Several members of Bahrain's al-Binali tribe have gone to either fight or preach for IS. This is particularly unsettling for the authorities considering their privileged position in society and commercial operations. 

RUSI's Mike Stephens is dubious that the bolstering of combined forces would be very effective in countering the internal threat.

"This kind of military venture is not something you can put together overnight and the threat from IS is here, now. In any case, these countries already have quite extensive counter-terrorism apparata so I can't really see how this proposal would realistically bolster this."
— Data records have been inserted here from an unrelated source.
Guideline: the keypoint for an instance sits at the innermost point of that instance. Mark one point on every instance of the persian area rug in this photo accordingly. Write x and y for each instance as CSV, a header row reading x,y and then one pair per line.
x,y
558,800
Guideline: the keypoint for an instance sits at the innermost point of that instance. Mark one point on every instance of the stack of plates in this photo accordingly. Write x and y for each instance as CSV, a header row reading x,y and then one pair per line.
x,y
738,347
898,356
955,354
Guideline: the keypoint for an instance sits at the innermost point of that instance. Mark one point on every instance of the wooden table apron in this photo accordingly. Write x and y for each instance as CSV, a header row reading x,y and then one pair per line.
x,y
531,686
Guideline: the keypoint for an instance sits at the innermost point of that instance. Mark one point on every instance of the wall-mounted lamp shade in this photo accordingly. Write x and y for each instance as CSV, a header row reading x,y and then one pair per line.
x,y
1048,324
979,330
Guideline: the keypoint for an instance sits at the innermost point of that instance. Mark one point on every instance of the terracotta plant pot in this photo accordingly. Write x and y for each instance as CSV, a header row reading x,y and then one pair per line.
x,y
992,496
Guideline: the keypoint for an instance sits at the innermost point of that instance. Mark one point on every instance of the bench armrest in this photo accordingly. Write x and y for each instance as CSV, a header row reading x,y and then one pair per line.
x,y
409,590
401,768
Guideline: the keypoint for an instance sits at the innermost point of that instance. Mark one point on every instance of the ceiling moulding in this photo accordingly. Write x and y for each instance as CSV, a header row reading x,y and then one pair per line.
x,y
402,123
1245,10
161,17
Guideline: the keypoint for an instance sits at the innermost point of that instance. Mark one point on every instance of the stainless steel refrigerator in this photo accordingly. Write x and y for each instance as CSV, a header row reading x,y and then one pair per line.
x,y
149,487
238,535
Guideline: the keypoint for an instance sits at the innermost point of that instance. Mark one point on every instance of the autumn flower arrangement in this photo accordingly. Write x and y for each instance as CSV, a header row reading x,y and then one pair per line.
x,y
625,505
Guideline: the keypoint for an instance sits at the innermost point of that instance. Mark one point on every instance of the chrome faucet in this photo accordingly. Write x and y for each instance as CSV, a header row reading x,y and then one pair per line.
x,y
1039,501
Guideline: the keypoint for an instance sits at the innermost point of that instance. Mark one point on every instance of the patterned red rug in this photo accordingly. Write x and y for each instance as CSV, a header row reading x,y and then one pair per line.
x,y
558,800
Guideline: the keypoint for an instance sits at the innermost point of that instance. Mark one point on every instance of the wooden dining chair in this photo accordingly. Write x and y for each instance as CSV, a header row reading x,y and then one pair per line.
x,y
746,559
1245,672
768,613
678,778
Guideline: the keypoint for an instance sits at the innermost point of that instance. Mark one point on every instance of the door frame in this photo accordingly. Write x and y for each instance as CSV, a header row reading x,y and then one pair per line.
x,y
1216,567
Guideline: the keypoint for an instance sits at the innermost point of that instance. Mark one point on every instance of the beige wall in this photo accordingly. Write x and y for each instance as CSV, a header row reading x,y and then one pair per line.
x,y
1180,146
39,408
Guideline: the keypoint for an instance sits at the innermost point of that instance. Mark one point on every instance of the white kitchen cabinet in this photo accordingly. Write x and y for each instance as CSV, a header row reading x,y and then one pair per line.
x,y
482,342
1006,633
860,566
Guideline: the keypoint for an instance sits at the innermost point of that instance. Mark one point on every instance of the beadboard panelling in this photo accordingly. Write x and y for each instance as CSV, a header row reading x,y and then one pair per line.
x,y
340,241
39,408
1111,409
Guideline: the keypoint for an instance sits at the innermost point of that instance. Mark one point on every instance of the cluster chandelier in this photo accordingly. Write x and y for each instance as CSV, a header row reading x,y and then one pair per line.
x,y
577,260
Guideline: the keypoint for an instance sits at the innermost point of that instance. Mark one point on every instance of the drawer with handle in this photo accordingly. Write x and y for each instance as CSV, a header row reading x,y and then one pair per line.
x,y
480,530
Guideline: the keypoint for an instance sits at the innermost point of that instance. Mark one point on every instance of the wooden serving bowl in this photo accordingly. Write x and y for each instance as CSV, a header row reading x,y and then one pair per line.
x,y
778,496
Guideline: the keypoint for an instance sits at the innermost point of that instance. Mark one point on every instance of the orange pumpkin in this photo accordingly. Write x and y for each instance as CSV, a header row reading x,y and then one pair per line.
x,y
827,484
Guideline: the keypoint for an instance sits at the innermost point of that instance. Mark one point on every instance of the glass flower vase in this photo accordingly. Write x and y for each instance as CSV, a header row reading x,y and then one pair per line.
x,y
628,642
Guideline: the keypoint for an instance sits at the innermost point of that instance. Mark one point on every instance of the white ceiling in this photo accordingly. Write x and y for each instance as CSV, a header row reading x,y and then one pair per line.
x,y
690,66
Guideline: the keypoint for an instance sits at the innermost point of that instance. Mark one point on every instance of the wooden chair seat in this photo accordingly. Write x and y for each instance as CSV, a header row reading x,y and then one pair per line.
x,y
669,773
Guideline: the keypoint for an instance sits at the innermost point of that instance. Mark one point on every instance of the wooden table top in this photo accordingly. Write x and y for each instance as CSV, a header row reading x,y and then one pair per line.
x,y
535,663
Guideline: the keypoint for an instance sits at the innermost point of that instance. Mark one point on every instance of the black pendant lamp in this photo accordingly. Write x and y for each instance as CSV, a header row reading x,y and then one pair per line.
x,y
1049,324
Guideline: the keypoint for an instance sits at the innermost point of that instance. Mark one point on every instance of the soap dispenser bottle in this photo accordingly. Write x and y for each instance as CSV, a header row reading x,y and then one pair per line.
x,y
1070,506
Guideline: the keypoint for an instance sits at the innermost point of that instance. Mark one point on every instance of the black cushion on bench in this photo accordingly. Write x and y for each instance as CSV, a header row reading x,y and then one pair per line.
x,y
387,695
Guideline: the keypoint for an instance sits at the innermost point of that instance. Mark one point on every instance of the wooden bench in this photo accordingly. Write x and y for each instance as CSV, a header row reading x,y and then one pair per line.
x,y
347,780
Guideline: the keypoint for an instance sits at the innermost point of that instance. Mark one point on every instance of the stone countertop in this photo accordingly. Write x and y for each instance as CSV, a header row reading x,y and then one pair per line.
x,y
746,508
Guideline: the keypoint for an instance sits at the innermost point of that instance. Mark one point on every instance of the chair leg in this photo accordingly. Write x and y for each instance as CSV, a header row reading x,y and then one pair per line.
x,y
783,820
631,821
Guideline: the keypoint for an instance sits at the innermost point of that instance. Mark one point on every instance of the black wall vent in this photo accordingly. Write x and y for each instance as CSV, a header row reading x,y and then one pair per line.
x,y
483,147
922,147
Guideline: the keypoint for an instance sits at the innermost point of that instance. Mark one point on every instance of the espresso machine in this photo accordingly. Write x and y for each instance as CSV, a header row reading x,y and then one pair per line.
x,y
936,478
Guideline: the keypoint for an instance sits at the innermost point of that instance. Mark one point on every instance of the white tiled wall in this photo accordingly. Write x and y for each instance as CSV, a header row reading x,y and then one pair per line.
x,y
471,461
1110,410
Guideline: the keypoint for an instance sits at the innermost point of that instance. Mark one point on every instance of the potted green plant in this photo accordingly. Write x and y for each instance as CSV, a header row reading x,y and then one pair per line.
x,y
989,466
As for Iran, the GCC forces are, individually or collectively, not going to constitute a matching counterweight. That role remains for the Americans whose presence in the Gulf is expanding. 

Agreeing to disagree

The recent diplomatic fallout between Qatar and its neighbours Saudi Arabia, the UAE and Bahrain was the most signifcant rift within the GCC since its creation.
     Wherever you look from Egypt, Syria, Libya, Iraq to Yemen they are supporting opposing sides, and it remains that way until now.
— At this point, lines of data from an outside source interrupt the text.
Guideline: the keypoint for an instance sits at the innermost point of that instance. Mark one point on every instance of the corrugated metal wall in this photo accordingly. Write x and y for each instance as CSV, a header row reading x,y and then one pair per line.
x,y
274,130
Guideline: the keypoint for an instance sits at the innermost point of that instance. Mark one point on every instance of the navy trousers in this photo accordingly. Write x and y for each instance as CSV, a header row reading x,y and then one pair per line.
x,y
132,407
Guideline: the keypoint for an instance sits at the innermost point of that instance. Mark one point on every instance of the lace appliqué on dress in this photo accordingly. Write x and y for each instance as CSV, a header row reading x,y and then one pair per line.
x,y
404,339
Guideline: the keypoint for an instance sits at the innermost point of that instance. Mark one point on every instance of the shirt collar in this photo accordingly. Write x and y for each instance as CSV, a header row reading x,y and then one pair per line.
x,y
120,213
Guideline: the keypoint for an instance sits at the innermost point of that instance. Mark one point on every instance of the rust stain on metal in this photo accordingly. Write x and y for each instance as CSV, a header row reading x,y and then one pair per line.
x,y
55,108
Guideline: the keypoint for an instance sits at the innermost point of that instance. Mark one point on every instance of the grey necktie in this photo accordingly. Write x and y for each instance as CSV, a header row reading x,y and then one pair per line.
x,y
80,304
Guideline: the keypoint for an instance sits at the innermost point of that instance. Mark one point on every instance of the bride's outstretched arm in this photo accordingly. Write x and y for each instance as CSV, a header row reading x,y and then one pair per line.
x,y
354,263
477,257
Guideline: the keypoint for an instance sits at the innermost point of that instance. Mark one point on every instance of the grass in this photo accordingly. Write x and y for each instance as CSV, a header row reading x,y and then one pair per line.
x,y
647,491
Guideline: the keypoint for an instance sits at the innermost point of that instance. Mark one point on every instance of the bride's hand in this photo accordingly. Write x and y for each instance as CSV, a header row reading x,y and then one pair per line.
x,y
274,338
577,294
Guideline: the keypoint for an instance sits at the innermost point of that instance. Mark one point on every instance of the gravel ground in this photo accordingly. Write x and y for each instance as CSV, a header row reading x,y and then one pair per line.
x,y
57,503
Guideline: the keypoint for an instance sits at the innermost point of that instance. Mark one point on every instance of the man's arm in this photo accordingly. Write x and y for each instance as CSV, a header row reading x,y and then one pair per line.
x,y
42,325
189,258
Major divergences in foreign policy, primarily with regards to the Muslim Brotherhood and associated groups, led to Qatar's isolation. The decision of the three states to return their ambassadors in the middle of last month signalled a thaw in the relations.

Khalifa suggests in the interview this rapproachment was enabled because Qatar made significant U-turns on many of the talks' sticking points. All parties are keen to present at least a facade of unity in time for the upcoming GCC summit in Qatar, to be held December 9-10.

In the "historic" agreement signed in Riyadh, he said Qatar had pledged to support the new government of Egypt's Abdel Fatteh al-Sisi, end its support of the Muslim Brotherhood, change the editorial line of the AlJazeera network and stop hosting dissidents from fellow GCC states.

These would amount to an almost complete capitulation by Qatar's ruling al-Thani royal family.

The foreign ministry in Doha was not available to comment and Qatar's embassy in London did not respond to al-Araby al-Jadeed's questions by time of publication.

All regional experts interviewed by al-Araby, however, were dubious about the extent of Bahrainis' claims. 

"I can't imagine Qatar has accepted everything they like to say they have. Doha still sees the current Egyptian government as illegitimate, AlJazeera is still there, the think tanks are still there," said Toby Matthiesen, research fellow at Cambridge University and author of Sectarian Gulf and The Other Saudis.

"The Houthi takeover in Sanaa has changed the security calculations so a united front is important now but the underlying rifts are still largely unresolved," he added.

Yemen's capital Sanaa fell to the Shia Houthi rebels in September, stoking the insecurities of the Sunni rulers of Gulf states over expanding Iranian influence in their back yard.

Across the region, the conflicting ambitions of the two Gulf heavyweights, Saudi Arabia and Qatar, are still very much alive.

"Qatar has ambitions to replace Saudi as the most influential country in the region," said Johns Hopkins' Abbas Khadam. "They have proxies all over the place and the Saudis really don't like this at all... Wherever you look from Egypt, Syria, Libya, Iraq to Yemen they are supporting opposing sides, and it remains that way until now."